During a fire, you expect to see panic and fear.
But the ad causes conflict between what you expect to see, to what is actually happening.
The Visual
The visual cues of brushing teeth, eating a nutritious breakfast, packing a healthy lunch box, and loving family interactions all work to paint a typical family morning.
The regular family behaviour during their morning routine completely contradicts our expected reaction to a fire.
This juxtaposition makes the viewer want a reaction from the characters.
The Sound
The alarm clock, the birds chirping, the curtains swooshing, the laughter, the chopping of vegetables, the pouring of juice and the conversations about school tests and coming home late from work, builds a world of happiness and ambition.

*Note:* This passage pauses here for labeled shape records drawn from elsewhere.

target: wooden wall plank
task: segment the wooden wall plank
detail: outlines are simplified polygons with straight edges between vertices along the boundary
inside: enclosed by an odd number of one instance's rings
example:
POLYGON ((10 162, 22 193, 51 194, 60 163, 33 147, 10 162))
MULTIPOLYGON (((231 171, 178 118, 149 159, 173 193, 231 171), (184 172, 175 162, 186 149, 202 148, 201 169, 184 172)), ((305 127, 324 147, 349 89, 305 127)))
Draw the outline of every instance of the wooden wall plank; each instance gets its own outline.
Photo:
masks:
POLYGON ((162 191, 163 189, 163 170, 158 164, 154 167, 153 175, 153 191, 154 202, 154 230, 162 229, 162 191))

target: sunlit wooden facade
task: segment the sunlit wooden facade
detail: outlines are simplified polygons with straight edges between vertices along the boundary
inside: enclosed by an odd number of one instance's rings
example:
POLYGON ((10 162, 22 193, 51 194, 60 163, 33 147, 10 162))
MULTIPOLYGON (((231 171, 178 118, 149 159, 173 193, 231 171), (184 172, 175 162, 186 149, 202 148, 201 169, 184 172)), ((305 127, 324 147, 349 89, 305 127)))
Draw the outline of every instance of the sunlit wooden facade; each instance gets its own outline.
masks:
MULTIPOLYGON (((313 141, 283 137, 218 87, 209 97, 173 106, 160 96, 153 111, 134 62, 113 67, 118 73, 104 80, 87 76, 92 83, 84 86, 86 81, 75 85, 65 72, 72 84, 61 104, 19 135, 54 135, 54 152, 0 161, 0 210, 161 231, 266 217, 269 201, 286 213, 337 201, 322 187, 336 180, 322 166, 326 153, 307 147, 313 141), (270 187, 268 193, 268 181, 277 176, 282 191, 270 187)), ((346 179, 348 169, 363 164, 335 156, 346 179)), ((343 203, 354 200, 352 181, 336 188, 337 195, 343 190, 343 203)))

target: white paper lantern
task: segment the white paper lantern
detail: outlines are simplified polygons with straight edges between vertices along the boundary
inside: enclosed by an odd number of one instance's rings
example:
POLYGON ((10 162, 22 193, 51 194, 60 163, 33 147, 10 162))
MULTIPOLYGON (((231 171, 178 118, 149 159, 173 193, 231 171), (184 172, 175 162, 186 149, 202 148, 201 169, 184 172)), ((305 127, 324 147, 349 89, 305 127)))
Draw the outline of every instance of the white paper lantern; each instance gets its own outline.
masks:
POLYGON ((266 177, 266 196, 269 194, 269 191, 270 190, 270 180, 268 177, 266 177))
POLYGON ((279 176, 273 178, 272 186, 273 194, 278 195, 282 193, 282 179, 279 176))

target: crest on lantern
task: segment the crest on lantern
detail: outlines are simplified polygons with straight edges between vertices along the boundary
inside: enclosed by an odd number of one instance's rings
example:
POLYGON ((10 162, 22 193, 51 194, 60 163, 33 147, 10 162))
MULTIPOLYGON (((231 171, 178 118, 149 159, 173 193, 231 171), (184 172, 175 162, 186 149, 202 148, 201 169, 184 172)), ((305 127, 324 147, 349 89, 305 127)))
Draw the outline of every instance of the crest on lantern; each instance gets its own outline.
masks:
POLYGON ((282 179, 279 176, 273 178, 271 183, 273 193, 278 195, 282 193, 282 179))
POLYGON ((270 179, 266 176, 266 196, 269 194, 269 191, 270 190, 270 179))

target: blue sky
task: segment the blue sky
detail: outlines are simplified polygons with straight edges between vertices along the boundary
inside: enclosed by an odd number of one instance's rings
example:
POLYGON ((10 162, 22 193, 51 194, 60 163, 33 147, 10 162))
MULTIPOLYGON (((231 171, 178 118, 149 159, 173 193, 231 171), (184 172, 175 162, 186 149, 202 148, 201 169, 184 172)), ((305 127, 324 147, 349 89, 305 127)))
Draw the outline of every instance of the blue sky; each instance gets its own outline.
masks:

But the undertone of the blazing fire, although secondary to the lived life sounds, cuts through because it doesn't fit into the story that's being composed.
Visual and sonic contradictions force our brain to work overtime because we need to work harder to decipher what's going on. This makes us switch from System 1 thinking (instinctive and fact) to System 2 thinking (considered and slow), which makes our brain fire up harder to make sense of it all; and helps the ad stand out and stick.
In Hindsight
This advert is creatively effective.
With an ambition to get a reaction to the environmental crisis, the ad forces a psychological response that makes you take notice and internalise the bigger problem FFF are communicating.
I would love to see how this idea extends beyond advertising.
This could easily roll out in multiple activations across social and PR, so I would love to see if or how FFF extend the idea further.